An organized crime expert says the weekend shooting of a former Hamilton Hells Angel on an east-end sidewalk has the hallmarks of a gangland “hit.”
James “Lou” Malone — a biker who had once been charged in a brutal beating at a Hamilton strip joint — was killed in a shooting on Kenilworth Avenue North just south of Hope Avenue around 1:20 a.m. on Saturday.
Det. Peter Thom, the lead investigator on the case, said on Saturday he believes the 49-year-old “was specifically targeted” and that the shooting followed “a bit of a foot race” through the neighbourhood.
Police have not made any arrests in the case.
Area residents report hearing a vehicle speed off after shots were fired.
Val — whose apartment is situated on top of a storefront on the east side of Kenilworth — said her two male roommates saw the shooting through a window.
“According to my roommates, they heard a truck stop and two gentlemen… jumped out of a silver truck,” said Val, who asked for her last name not to be published.
“There was a gentlemen walking on the street and about four shots were fired. And they jumped back into their truck and took off at a high rate of speed.”
Shooting likely 'thought out'
Peter Edwards, a veteran Toronto Star reporter who has written several books on organized crime, said the slaying “definitely looks like a hit” and said it raises questions about Malone’s standing with his former associates in the Hells Angels.
Edwards has conducted extensive research on the group and has a small file on Malone.
“There was nothing huge,” he said, about Malone’s role in the Hamilton chapter. But Edwards said the biker had the look of a “power lifter” and would have to have demonstrated a longstanding commitment to the group to become a member in the first place.
There are a number of factors in the shooting that lead Edwards to believe Malone’s death was far from a random act of lethal violence.
The fact that Malone was reportedly chased — and then shot multiple times with a gun — suggests the killing did not stem from a last-call bar fight, he said.
“If you’re pursuing the person after the anger should have passed, it’s a little more thought out.”

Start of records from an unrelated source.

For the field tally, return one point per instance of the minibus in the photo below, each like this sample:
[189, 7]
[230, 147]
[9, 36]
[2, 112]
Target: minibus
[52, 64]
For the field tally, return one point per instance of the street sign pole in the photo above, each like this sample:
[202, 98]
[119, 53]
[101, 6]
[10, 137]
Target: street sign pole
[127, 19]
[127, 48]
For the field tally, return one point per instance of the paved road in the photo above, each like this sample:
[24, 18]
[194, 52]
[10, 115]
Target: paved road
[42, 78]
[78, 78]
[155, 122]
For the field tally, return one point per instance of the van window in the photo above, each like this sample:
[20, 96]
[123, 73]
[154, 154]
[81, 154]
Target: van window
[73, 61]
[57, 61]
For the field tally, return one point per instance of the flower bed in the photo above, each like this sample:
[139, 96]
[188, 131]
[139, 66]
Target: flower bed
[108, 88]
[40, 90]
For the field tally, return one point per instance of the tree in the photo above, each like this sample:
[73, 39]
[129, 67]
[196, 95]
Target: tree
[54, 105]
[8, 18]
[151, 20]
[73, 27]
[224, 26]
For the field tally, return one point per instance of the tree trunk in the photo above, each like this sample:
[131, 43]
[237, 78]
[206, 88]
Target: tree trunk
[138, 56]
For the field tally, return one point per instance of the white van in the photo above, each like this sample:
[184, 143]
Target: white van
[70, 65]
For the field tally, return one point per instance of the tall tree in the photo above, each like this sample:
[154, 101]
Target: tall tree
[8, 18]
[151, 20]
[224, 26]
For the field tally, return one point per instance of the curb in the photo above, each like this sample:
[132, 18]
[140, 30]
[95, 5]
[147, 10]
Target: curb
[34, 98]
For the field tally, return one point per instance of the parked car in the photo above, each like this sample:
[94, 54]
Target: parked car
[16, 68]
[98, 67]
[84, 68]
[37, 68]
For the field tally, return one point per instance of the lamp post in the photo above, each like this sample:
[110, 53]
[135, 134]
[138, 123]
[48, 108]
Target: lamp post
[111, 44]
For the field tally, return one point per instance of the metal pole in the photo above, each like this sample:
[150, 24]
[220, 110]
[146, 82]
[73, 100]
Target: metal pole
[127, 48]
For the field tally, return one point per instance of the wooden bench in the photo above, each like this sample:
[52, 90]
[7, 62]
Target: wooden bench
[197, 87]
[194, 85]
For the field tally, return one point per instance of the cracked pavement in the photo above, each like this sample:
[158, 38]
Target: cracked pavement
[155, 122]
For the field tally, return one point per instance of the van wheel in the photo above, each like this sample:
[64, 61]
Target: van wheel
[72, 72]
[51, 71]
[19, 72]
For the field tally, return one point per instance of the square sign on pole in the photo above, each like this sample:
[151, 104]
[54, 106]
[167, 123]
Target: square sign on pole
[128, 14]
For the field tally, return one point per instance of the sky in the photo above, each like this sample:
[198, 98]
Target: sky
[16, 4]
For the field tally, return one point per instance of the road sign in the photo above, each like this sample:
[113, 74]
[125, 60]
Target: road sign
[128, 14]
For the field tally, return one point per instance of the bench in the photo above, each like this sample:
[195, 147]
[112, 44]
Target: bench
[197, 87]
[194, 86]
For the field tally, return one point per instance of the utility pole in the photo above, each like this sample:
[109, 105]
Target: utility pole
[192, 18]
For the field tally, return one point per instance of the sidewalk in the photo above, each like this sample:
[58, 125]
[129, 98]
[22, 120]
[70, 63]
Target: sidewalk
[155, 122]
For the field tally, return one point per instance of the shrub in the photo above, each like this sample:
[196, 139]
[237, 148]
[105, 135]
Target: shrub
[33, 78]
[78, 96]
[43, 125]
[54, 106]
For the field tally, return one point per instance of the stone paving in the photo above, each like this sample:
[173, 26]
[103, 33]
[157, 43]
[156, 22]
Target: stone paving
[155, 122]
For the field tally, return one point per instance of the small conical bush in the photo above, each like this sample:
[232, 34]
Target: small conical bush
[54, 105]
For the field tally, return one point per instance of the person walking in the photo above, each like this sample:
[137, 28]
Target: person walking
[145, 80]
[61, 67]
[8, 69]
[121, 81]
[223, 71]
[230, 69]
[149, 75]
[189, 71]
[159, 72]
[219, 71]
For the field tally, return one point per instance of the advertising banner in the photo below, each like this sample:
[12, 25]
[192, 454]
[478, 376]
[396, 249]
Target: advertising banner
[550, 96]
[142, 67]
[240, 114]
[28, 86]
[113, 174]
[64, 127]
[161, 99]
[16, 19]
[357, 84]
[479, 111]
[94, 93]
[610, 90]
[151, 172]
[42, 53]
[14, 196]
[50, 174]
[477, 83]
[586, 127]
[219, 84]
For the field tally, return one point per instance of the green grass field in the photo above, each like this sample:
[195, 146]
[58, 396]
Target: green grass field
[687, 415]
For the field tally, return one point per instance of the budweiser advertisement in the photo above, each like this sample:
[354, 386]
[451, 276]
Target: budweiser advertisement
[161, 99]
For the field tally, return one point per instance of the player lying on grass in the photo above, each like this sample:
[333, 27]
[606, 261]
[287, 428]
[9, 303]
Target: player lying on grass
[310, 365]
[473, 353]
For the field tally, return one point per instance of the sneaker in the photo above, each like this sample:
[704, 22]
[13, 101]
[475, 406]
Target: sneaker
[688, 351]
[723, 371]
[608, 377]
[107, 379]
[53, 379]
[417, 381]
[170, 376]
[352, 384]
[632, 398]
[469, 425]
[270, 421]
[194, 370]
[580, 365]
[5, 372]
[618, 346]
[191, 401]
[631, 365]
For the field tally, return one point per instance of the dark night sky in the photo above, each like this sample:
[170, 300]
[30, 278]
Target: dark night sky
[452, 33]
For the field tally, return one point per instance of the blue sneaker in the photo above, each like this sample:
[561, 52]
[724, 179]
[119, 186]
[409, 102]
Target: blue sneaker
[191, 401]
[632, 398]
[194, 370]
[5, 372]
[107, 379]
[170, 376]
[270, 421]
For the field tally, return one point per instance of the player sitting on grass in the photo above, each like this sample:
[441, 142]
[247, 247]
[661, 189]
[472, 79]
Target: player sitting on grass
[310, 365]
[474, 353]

In addition, he said Malone’s imposing physique as well as his Hells Angels past would deter most casual assaults — and thus anybody attacking Malone would likely have been keen on causing him serious harm.

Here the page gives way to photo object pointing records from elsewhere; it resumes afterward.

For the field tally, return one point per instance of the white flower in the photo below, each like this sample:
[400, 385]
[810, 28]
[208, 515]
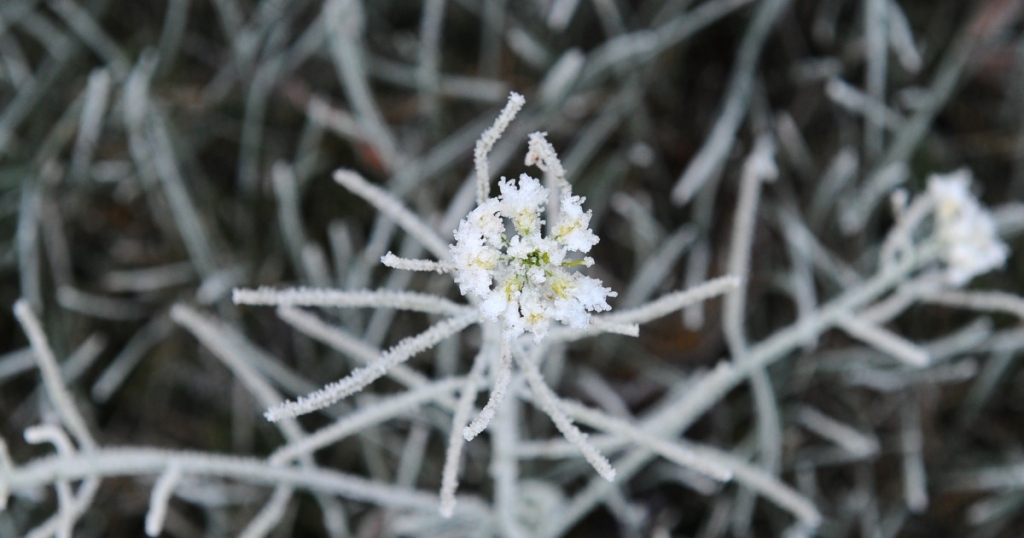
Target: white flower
[528, 284]
[971, 244]
[573, 224]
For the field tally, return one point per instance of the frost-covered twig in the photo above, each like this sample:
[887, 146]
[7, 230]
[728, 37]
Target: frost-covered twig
[360, 377]
[58, 395]
[486, 142]
[406, 300]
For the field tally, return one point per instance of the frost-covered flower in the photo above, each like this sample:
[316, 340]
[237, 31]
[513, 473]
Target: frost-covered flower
[971, 245]
[522, 278]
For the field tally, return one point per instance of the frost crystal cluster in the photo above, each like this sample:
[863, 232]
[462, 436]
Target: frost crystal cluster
[524, 280]
[971, 244]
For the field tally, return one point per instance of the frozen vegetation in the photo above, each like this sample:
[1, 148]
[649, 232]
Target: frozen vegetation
[539, 269]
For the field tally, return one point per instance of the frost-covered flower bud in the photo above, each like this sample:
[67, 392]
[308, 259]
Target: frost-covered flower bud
[524, 280]
[971, 245]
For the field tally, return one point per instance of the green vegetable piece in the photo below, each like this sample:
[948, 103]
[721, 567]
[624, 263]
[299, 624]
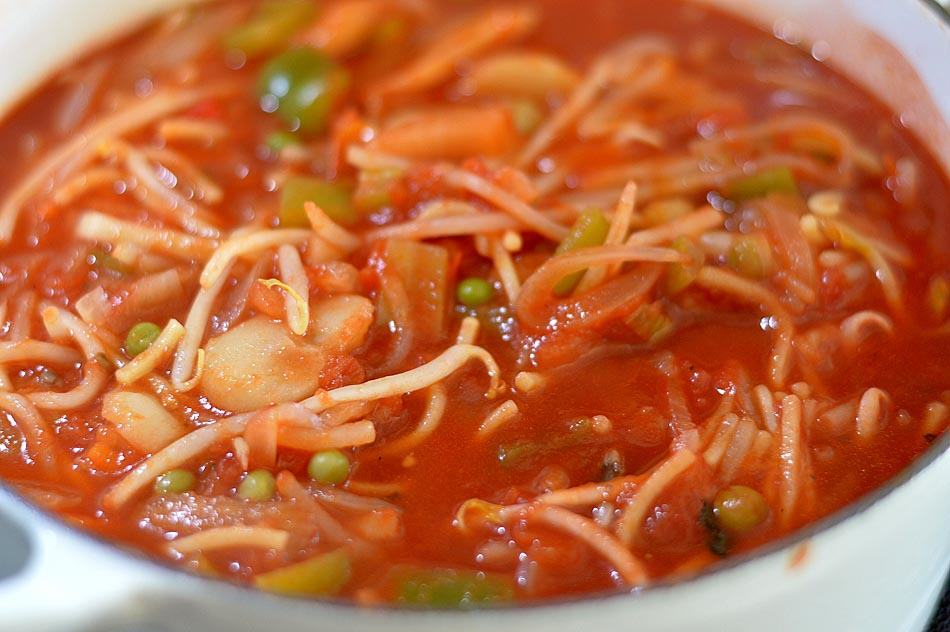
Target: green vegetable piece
[739, 509]
[680, 276]
[323, 575]
[589, 230]
[270, 26]
[175, 482]
[424, 271]
[333, 198]
[651, 323]
[373, 188]
[49, 377]
[257, 485]
[718, 540]
[474, 291]
[448, 588]
[302, 86]
[777, 180]
[748, 257]
[106, 262]
[518, 453]
[141, 337]
[330, 467]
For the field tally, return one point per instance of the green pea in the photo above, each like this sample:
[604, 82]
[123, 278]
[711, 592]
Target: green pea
[140, 338]
[302, 86]
[474, 291]
[329, 466]
[739, 509]
[588, 231]
[257, 485]
[174, 482]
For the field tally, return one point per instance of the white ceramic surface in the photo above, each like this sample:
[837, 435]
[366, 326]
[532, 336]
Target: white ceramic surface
[877, 570]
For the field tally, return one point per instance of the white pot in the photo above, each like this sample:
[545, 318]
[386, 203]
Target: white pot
[875, 566]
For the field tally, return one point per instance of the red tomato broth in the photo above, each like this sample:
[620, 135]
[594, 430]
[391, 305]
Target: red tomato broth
[452, 465]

“It’s not generally a good idea to chase these guys,” Edwards said. “It’s a pretty big deal.”
It’s not clear when Malone left the formidable biker gang, nor the circumstances surrounding his departure.

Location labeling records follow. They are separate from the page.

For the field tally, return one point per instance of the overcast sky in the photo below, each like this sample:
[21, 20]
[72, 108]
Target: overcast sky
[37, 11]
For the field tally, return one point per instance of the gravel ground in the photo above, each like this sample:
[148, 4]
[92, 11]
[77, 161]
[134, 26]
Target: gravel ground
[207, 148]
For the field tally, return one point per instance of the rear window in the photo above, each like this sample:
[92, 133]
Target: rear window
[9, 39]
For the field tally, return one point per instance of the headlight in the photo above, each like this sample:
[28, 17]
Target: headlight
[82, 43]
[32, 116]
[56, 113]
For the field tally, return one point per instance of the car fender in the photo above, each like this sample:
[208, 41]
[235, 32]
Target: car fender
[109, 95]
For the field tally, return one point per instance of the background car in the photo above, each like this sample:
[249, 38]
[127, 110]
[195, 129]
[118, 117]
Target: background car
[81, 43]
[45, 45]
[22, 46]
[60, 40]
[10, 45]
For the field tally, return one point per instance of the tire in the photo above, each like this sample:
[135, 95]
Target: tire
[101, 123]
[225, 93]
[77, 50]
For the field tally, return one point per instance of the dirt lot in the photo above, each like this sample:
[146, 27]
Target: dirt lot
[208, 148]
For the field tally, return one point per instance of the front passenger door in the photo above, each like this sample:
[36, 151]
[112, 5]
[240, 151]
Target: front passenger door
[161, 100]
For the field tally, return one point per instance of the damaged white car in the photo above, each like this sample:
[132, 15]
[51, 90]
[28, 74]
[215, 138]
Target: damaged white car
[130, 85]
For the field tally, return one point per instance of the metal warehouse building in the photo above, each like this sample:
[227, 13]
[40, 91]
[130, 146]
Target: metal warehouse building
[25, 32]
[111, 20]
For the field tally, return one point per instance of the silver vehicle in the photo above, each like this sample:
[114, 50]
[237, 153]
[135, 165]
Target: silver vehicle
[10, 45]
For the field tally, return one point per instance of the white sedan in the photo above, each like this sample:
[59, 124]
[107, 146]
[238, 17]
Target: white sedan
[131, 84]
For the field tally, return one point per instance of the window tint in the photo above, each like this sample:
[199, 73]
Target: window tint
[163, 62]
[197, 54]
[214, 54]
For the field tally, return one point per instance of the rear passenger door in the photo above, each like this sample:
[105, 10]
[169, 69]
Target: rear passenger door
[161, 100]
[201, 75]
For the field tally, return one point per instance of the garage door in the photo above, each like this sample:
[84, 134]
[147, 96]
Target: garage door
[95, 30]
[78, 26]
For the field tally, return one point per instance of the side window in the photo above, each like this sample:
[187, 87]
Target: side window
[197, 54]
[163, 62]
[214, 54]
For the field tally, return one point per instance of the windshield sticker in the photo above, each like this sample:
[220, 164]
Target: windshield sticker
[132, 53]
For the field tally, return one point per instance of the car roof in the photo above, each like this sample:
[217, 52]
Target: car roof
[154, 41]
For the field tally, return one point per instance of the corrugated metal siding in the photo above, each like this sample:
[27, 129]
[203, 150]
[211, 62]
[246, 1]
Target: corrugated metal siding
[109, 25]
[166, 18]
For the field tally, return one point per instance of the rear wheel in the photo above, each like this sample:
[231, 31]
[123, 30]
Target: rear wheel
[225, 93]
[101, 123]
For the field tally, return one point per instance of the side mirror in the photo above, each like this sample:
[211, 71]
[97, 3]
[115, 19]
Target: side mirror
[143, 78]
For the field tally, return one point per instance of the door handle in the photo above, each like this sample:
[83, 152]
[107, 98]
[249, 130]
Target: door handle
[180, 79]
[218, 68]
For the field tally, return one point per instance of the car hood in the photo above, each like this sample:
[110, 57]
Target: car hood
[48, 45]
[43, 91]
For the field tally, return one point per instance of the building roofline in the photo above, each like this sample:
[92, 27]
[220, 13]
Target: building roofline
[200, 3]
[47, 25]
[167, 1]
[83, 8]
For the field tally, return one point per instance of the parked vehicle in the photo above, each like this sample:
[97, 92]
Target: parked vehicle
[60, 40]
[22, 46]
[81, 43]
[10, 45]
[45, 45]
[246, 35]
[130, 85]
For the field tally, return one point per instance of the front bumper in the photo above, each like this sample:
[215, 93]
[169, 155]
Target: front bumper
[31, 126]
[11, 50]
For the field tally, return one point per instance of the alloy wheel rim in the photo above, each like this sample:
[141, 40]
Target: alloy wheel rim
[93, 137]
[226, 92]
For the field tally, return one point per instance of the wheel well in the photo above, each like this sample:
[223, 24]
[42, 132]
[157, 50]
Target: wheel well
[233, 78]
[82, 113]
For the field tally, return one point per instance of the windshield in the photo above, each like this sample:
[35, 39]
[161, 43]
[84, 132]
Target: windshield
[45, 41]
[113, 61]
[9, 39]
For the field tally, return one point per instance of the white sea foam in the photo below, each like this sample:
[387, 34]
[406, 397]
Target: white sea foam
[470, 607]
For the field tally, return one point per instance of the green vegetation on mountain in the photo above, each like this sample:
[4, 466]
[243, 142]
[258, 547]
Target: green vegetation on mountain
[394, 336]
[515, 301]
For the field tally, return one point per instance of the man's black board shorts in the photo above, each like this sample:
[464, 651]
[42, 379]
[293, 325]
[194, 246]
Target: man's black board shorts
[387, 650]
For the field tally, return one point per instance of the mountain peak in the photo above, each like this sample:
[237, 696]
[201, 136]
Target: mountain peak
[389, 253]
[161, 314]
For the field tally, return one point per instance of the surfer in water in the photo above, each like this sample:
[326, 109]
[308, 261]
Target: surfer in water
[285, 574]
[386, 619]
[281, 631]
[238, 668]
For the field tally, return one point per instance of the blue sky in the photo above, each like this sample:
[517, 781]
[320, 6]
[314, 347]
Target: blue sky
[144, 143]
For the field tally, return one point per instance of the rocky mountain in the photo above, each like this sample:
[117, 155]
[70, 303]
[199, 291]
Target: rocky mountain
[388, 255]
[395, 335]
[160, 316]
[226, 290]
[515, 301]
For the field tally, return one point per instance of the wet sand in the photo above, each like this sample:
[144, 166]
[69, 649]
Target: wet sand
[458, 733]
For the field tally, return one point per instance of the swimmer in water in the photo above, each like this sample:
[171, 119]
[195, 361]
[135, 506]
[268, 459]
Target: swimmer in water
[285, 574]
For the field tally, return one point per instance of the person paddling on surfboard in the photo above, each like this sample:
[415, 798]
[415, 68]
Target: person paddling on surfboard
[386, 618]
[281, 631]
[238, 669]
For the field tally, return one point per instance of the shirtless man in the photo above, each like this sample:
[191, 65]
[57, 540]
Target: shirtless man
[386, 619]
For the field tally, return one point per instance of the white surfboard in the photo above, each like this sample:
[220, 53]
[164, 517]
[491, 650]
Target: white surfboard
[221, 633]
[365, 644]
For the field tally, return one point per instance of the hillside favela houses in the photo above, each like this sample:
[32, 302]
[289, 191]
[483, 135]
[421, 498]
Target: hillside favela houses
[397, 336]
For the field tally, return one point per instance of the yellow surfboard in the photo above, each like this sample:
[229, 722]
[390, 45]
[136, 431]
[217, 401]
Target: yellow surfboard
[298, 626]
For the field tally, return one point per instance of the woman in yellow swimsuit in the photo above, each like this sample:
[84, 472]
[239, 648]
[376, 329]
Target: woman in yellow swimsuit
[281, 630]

Media reports suggest the Hamilton man was a Hells Angels operative as recently as 2008, when he and another member were acquitted of assault and weapons charges in a 2007 beating at a local strip club.
Edwards said he’s curious to learn whether Malone left the group in “good standing.”
If a member departs the Hells Angels on bad terms, “it’s like being shunned from religious community,” Edwards said.
'A lot of the attraction of being Hells Angels is that it’s like an extended family.'—Peter Edwards, journalist
Conversely, members who leave in good standing “can attend social functions,” but are stripped of the right to vote at meetings and are no longer tasked with carrying out group business.
Upon leaving the gang, Edwards added, outgoing members forfeit “all the protections that come with being in the Hells Angels.”
However, the possibility that Malone was still closely connected with the Hells Angels raises the spectre that his death will provoke an angry response.
“When they call it a brotherhood, they really mean it,” Edwards said. “A lot of the attraction of being Hells Angels is that it’s like an extended family.”
Homicide probe in 'very early stages'
Police have not announced any arrests in the case and have yet to identify any possible suspects.
On Saturday, homicide detective Thom said the probe was in its “ very early stages,” as investigators interviewed witnesses and gathered forensic evidence at the crime scene.
Thom confirmed that Malone was “previously a member of the Hells Angels,” and said the man had racked up “an extensive and violent criminal record.”
Malone’s past with the gang’s Hamilton contingent is telling, said Edwards.
The journalist described the Hamilton group as a “serious chapter” — one whose founder, Walter Stadnick, is believed to have been a key player in the expansion of the Hells Angels from Quebec into Ontario and beyond.
Stadnick is serving a 13-year prison sentence after he was convicted of murder conspiracy and drug trafficking charges in 2004.
“If he didn’t think someone was good, [Malone] wouldn’t have gotten in,” Edwards said, adding that to become a Hells Angels member, one has to have “credibility as a biker for an absolute minimum” of five years.
“To be Hells Angels, you don’t just show up.”